We were offered some big shows and opportunities and let them go.
SCS: Was Cartoon Pupils your first Lincoln band, or were you playing before that?
Harry: I got together with friends in junior high school. I tried to play bass. We jammed on Led Zepplin, the Cars, and Rolling Stones songs. The Cartoon Pupils was the first band I was in where I played guitar and we wrote our own songs.
SCS: In 1983, DBL started with the same lineup as Four Against One, did this band just morph into F.A.O.?
Harry: Yes. We did not like the name DBL so we changed it to Four Against One. Glue was before DBL. Then we added Jeff and the band became DBL
SCS: You left For Against in 1990 to start The Millions. What was behind the split
Harry: Greg’s excuse for quitting For Against was to play with The Return. Jeff wanted to continue with For Against – without Greg. I kept playing with Jeff for about a month – but personal differences drove us apart.
SCS: How important were publications like Capital Punishment, Apathetic Injection, Broadside, and Gel to the music scene in those days?
Harry: The magazines were really good at getting people together – to put out compilation tapes and to have a lot of fun. They were written in a way that accurately reflected the music scene of the time – and had interesting artwork and pictures.

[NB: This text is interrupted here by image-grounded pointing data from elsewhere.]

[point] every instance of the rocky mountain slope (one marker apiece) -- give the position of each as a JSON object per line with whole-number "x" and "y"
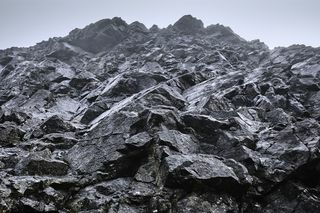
{"x": 116, "y": 117}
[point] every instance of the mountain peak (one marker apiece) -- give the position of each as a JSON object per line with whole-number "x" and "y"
{"x": 188, "y": 24}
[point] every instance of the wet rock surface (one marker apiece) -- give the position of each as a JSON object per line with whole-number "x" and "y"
{"x": 117, "y": 117}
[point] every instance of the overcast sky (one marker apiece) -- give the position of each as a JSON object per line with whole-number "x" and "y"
{"x": 276, "y": 22}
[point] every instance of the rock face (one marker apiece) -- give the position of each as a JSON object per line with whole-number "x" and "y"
{"x": 116, "y": 117}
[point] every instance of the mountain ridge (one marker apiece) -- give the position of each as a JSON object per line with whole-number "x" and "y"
{"x": 116, "y": 117}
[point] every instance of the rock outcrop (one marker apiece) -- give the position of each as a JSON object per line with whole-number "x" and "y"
{"x": 117, "y": 117}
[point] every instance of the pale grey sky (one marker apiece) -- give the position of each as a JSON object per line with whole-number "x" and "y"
{"x": 276, "y": 22}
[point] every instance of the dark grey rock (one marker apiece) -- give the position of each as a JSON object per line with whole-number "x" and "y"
{"x": 121, "y": 118}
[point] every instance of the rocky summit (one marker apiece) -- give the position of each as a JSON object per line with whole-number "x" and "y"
{"x": 117, "y": 117}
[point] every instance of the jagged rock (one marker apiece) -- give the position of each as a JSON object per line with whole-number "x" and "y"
{"x": 200, "y": 171}
{"x": 178, "y": 141}
{"x": 121, "y": 118}
{"x": 189, "y": 25}
{"x": 56, "y": 125}
{"x": 10, "y": 134}
{"x": 207, "y": 203}
{"x": 102, "y": 35}
{"x": 41, "y": 164}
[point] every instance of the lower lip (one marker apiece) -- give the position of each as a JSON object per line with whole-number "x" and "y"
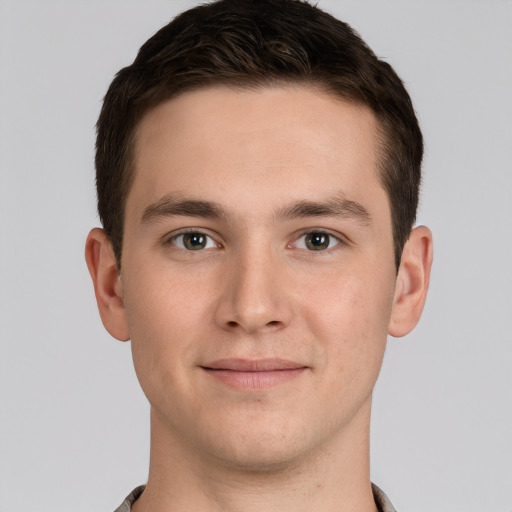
{"x": 255, "y": 381}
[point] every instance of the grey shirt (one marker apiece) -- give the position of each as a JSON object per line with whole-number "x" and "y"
{"x": 381, "y": 500}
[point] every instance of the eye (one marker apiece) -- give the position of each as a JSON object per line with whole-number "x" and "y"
{"x": 193, "y": 241}
{"x": 316, "y": 241}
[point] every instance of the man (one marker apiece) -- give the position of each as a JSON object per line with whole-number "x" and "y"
{"x": 257, "y": 172}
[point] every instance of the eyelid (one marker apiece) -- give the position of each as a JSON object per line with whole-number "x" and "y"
{"x": 341, "y": 240}
{"x": 170, "y": 238}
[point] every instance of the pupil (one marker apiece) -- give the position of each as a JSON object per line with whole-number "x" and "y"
{"x": 195, "y": 241}
{"x": 316, "y": 241}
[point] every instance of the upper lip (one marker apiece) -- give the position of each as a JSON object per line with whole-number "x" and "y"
{"x": 253, "y": 365}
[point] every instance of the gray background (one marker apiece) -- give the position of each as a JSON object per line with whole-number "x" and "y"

SCS: When and where was the first local show you played, and how did it go
Harry: The first local show I played was out in a cornfield at Sam Gartner’s farm. The line up was Steve Reeves –vocals and guitar, Eric Peterson –guitar, Dave Luedtke-drums, Julie Gartner –backing vocals, and myself on bass. We did not have a name. We played songs by 999, Richard Hell and the Voidoids, Devo, and Joy Division. We got a few dirt clods thrown at us and some people really enjoyed it and danced.
SCS: Who were some of your favorite Lincoln bands from the 80’s and 90’s, who do you miss
Harry: The Youngsters and Steal Girder Pow Wow
SCS: Are there any specific shows or events that stand out in your memory?

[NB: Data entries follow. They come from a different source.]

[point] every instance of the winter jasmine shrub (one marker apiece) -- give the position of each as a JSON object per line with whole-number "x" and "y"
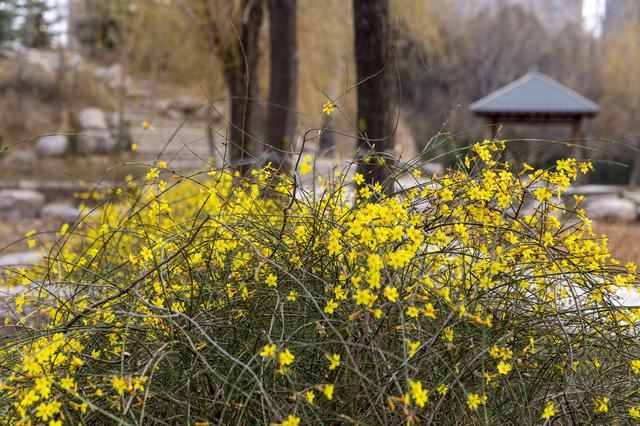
{"x": 481, "y": 296}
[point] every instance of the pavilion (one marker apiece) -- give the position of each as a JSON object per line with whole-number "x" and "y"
{"x": 536, "y": 98}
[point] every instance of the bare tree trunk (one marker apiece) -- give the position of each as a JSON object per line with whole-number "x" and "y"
{"x": 281, "y": 118}
{"x": 375, "y": 88}
{"x": 241, "y": 78}
{"x": 634, "y": 177}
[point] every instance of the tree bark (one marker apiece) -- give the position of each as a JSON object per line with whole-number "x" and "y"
{"x": 281, "y": 112}
{"x": 375, "y": 89}
{"x": 241, "y": 78}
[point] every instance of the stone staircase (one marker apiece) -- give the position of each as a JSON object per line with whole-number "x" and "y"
{"x": 181, "y": 142}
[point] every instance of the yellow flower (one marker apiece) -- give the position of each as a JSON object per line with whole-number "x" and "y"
{"x": 475, "y": 400}
{"x": 419, "y": 395}
{"x": 443, "y": 389}
{"x": 413, "y": 312}
{"x": 334, "y": 361}
{"x": 119, "y": 384}
{"x": 305, "y": 167}
{"x": 152, "y": 174}
{"x": 310, "y": 396}
{"x": 327, "y": 390}
{"x": 330, "y": 307}
{"x": 271, "y": 280}
{"x": 549, "y": 411}
{"x": 268, "y": 351}
{"x": 448, "y": 334}
{"x": 358, "y": 179}
{"x": 328, "y": 108}
{"x": 429, "y": 311}
{"x": 601, "y": 405}
{"x": 412, "y": 347}
{"x": 47, "y": 410}
{"x": 285, "y": 358}
{"x": 391, "y": 293}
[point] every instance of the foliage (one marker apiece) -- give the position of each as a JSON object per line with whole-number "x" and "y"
{"x": 481, "y": 296}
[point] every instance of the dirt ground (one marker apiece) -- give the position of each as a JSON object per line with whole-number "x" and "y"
{"x": 624, "y": 240}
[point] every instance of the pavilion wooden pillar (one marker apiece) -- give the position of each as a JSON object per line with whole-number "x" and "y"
{"x": 576, "y": 138}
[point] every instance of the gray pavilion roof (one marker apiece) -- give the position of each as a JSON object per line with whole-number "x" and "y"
{"x": 535, "y": 93}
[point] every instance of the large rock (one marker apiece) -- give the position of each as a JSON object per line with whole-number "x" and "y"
{"x": 612, "y": 209}
{"x": 52, "y": 146}
{"x": 92, "y": 118}
{"x": 23, "y": 258}
{"x": 95, "y": 141}
{"x": 186, "y": 104}
{"x": 22, "y": 159}
{"x": 60, "y": 212}
{"x": 20, "y": 203}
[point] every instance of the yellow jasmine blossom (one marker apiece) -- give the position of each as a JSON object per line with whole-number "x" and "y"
{"x": 327, "y": 390}
{"x": 291, "y": 421}
{"x": 475, "y": 400}
{"x": 358, "y": 179}
{"x": 268, "y": 351}
{"x": 391, "y": 293}
{"x": 549, "y": 411}
{"x": 305, "y": 167}
{"x": 271, "y": 280}
{"x": 310, "y": 396}
{"x": 328, "y": 108}
{"x": 601, "y": 405}
{"x": 330, "y": 307}
{"x": 334, "y": 361}
{"x": 504, "y": 367}
{"x": 442, "y": 389}
{"x": 419, "y": 395}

Harry: Yes, the band: No Class at Eastridge Elementary School, Orange Learning Center, 1975. No Class was a band comprised of Junior High kids form the Eastridge area. They had an electric guitar, electric bass, keyboard, drums and two singers. They were loud, raw, and could barely make it through “Smoke on the Water” and we (all the kids) plugged our ears and loved it! Right then and there I knew that I wanted to play in a band.
SCS: Do you keep up with the current local bands? Who are some local bands or musicians that you admire or feel should be recognized?

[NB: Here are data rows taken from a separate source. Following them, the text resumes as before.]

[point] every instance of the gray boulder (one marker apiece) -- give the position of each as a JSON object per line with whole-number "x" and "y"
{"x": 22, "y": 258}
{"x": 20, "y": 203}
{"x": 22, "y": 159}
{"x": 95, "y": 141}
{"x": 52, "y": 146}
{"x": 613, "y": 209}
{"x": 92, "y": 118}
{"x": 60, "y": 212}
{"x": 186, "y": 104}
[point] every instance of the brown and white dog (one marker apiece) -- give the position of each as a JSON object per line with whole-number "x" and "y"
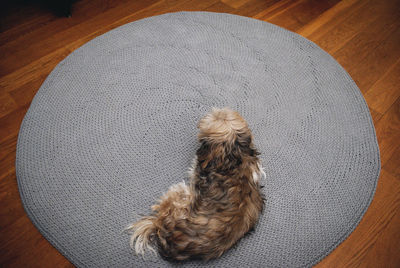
{"x": 221, "y": 203}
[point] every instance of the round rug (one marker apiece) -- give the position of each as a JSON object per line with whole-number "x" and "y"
{"x": 114, "y": 125}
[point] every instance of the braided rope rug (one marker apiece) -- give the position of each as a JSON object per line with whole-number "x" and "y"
{"x": 114, "y": 125}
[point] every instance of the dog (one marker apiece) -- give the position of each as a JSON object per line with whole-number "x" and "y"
{"x": 219, "y": 205}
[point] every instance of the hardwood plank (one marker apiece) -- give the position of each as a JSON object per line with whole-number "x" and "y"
{"x": 330, "y": 19}
{"x": 10, "y": 123}
{"x": 362, "y": 56}
{"x": 371, "y": 231}
{"x": 388, "y": 132}
{"x": 7, "y": 104}
{"x": 296, "y": 15}
{"x": 7, "y": 156}
{"x": 386, "y": 90}
{"x": 376, "y": 116}
{"x": 24, "y": 94}
{"x": 393, "y": 164}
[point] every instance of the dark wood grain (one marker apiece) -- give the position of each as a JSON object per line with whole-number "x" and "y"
{"x": 363, "y": 35}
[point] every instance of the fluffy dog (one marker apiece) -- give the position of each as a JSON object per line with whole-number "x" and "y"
{"x": 221, "y": 203}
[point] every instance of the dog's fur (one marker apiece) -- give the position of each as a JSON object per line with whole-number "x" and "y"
{"x": 221, "y": 203}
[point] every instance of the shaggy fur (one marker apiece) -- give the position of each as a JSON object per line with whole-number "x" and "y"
{"x": 221, "y": 203}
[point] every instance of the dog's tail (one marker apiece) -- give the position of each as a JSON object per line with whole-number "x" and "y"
{"x": 143, "y": 233}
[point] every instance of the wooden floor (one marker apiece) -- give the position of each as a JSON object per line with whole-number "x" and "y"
{"x": 363, "y": 35}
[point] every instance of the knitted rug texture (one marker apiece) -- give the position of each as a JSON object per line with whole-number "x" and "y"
{"x": 114, "y": 125}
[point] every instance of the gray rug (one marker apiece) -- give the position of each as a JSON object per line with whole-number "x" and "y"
{"x": 114, "y": 125}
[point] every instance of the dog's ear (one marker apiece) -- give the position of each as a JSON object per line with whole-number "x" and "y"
{"x": 244, "y": 144}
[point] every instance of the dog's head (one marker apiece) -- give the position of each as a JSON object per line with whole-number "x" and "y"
{"x": 223, "y": 125}
{"x": 225, "y": 140}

Harry:Floating Opera, Jack Rinke, Junior Mighty, The Mezcal Brothers and 3 Toe Lady
SCS: Who was the first person or band you saw that made you want to play music?
Harry: Johnny Cash – both on album and from his T.V. show. My parents were also big fans. The whole family saw him live.
SCS: What are your top records of all time?
Harry: In chronological order of when I discovered them…
1. Johnny Cash- at Folsom Prison
2. Elton John – Yellow Brick Road.
3. The Beatles – “white album”
4. Kiss – Alive
5. Led Zepplin –II
6. Sex Pistols –Never Mind the Bullocks
7. Devo – Q. ARE WE NOT MEN? a. WE ARE DEVO!
8. Joy Division –Ideal for Living
9. Joy Division –Atmosphere/She’s Lost Control
SCS: What single song, in the entire history of music, do you most wish you'd written?
Harry: “Who’s that Doggy in the Window”
SCS: Have you learned anything in your experiences in a band that you feel newer local band could learn from, or made any mistakes they should avoid?
Harry: Protect your hearing- wear earplugs!
SCS: Yes! I can't emphasize that enough. At just over 40, my hearing is about shot. So tell me; when you're an old man, sitting on your porch in your rocking chairs, what will you remember most about your musical career, and what will you hope that others remember about it?
Harry: Having fun getting in the (you fill in the blanks).
SCS: Excellent! Thanks so much for the look forward and the look back! Good luck with whatever For Against moves into in the future!